What is Zakat?
There are five core practices in Islam which are known as the Five Pillars of Islam. The third Pillar is Zakat whereby Muslims must pay a set percentage of their total annual wealth to support those in need. Zakat is a charitable donation that is given to help those without the means to support themselves, and excess wealth is distributed in accordance with the wishes of Allah (SWT). After all, our goods and wealth are merely material possessions which do not truly belong to us.
Zakat’s meaning varies depending on context and the word is utilised in multiple ways throughout the Holy Qur’an. Generally, Zakat means to increase, grow and purify and in the context of the Five Pillars of Islam, the Zakat payment is given to purify one’s income and wealth and is a good example of the altruistic attitudes of Muslim communities. This is a key reason why Zakat is important to Muslims around the globe, as it represents their dedication to faith and charity.
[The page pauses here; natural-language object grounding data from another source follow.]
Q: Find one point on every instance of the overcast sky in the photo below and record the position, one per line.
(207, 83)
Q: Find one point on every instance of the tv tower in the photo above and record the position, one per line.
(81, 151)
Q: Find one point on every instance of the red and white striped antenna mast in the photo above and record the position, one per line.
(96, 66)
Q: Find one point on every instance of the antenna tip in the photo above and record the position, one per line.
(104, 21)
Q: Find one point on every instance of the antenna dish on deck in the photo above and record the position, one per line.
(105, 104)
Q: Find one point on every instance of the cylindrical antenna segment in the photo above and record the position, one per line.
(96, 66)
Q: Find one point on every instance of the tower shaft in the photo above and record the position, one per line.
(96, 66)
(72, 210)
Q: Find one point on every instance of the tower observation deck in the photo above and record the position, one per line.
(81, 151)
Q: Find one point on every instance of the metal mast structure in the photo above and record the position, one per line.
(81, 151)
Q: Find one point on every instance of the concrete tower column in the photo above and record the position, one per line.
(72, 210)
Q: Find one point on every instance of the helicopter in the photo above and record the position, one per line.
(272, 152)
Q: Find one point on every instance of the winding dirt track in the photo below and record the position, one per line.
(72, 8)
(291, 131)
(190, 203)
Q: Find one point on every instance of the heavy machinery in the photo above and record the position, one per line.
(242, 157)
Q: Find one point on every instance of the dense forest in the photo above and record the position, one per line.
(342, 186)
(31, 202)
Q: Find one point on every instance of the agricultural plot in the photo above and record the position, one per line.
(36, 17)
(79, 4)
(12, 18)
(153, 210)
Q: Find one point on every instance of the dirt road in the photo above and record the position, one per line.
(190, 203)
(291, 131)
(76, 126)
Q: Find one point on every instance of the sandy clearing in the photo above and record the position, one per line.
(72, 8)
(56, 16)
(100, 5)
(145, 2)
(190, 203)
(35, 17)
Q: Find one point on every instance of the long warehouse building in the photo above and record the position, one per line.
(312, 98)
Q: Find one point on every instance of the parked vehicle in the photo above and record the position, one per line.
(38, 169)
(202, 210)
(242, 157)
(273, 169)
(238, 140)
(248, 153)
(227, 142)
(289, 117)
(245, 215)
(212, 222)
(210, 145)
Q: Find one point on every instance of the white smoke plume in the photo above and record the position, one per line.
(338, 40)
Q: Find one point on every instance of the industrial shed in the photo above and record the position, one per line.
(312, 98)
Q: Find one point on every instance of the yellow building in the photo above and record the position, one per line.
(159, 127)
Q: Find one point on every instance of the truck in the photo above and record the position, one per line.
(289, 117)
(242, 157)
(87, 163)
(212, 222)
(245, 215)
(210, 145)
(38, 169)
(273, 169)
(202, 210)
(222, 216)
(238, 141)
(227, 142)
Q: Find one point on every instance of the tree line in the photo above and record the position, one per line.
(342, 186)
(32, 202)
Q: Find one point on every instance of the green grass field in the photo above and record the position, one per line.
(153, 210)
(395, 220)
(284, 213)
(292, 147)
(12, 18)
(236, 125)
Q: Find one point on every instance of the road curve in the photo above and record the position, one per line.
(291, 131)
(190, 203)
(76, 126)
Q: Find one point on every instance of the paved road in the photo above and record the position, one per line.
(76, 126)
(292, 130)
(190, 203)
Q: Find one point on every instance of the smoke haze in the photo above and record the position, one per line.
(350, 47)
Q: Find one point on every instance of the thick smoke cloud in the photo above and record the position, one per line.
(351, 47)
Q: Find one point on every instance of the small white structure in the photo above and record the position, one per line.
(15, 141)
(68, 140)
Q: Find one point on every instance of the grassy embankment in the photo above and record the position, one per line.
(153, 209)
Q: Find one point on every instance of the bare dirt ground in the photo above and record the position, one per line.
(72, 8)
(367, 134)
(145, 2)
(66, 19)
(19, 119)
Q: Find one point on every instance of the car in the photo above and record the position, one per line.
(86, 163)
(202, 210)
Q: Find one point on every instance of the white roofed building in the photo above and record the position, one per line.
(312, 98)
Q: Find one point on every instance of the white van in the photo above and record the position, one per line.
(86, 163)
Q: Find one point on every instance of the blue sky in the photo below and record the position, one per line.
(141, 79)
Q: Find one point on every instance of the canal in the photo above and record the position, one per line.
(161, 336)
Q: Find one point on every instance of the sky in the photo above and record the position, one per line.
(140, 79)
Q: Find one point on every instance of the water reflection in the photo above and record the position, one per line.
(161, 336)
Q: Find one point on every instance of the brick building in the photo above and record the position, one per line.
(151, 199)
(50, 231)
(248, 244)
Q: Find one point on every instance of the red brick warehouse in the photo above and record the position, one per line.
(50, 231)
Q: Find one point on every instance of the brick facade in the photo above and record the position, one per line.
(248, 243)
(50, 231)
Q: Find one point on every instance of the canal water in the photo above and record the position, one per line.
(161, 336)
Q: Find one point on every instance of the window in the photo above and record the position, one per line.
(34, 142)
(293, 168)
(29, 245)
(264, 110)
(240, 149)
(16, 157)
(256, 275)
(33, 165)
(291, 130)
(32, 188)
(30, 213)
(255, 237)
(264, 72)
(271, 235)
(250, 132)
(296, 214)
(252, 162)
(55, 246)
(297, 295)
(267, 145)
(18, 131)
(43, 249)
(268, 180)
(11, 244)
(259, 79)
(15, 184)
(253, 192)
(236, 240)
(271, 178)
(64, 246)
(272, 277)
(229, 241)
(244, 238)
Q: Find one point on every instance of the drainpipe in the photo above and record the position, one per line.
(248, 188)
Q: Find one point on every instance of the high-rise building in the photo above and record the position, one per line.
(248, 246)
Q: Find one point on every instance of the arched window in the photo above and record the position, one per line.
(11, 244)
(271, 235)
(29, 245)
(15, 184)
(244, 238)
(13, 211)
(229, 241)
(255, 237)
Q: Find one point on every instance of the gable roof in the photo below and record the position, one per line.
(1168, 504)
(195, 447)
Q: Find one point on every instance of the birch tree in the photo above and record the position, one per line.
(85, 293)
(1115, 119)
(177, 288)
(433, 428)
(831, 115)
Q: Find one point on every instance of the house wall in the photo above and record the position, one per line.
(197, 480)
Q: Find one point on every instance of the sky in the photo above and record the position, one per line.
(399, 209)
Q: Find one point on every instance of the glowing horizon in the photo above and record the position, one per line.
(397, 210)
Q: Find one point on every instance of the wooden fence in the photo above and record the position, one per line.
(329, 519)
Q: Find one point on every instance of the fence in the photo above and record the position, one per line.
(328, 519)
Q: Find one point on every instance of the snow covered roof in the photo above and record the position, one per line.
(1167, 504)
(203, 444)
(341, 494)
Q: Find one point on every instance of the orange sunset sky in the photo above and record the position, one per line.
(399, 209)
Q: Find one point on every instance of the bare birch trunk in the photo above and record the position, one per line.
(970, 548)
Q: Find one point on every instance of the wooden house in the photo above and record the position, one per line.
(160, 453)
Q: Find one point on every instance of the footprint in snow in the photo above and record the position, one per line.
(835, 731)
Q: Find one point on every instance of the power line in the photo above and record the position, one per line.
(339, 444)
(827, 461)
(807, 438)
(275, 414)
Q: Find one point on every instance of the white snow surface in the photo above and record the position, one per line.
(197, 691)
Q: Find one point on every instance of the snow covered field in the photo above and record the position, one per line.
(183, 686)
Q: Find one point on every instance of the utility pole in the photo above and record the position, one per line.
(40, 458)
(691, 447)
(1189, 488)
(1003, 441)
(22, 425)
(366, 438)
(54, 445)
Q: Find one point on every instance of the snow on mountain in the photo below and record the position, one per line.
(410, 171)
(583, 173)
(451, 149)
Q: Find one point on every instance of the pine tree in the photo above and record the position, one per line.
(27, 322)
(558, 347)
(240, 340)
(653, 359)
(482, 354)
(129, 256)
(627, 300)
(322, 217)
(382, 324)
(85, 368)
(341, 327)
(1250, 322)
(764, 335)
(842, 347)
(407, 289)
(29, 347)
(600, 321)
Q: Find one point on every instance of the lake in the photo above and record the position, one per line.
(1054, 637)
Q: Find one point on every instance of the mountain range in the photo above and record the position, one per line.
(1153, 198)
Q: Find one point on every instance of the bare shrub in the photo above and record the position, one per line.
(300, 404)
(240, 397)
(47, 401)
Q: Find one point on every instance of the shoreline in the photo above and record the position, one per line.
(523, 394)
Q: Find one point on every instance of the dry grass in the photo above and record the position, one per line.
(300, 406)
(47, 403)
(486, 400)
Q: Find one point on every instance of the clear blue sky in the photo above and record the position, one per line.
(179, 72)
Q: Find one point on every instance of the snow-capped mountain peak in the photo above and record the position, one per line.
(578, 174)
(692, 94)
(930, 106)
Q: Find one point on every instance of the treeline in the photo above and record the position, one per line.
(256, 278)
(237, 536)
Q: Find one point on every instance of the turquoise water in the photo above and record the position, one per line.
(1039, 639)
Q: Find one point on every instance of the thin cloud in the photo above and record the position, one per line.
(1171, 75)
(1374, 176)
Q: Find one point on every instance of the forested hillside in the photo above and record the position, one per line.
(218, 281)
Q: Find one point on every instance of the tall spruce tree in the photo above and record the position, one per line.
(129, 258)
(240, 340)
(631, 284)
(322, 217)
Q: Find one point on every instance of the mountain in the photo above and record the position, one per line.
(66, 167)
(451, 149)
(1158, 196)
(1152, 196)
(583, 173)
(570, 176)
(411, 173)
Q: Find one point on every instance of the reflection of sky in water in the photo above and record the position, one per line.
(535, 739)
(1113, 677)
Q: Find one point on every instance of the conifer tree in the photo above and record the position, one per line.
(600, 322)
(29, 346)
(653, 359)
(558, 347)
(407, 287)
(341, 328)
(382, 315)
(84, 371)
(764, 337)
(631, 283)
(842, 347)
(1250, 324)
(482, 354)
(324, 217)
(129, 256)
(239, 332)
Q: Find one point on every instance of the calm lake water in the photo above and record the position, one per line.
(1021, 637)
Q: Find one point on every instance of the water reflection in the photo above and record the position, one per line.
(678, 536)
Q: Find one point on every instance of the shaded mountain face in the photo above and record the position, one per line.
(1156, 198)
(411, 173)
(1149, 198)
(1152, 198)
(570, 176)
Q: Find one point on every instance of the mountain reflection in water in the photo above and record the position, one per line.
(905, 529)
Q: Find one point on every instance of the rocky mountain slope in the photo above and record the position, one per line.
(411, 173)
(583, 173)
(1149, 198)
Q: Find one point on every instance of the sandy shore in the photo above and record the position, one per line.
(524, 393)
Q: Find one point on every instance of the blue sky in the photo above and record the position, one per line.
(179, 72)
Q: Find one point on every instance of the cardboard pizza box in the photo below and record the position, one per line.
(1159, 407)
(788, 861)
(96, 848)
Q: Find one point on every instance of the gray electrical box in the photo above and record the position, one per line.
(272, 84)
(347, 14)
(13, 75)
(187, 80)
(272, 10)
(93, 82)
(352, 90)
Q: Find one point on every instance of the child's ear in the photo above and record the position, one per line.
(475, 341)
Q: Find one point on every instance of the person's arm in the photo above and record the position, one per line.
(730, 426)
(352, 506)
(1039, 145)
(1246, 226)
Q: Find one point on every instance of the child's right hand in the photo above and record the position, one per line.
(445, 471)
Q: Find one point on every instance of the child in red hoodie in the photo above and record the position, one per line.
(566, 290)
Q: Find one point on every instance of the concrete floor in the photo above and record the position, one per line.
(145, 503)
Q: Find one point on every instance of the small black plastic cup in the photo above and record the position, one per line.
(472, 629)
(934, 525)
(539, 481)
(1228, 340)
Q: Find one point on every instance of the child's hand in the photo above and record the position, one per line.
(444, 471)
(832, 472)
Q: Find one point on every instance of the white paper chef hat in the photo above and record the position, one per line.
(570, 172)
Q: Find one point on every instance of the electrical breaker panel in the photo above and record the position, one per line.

The contribution made for Zakat is a set percentage of an individual’s total profitable wealth, on the condition that their total annual combined wealth surpasses the threshold known as the nisab value.
Zakat is calculated at 2.5% of an individual's total profitable wealth above the nisab threshold, including possessions, savings and precious resources. Belongings that contribute to your comfortable day to day living, such as your clothing, your home and your car, are not included. However, any additional property and car investments must be included when calculating your Zakat.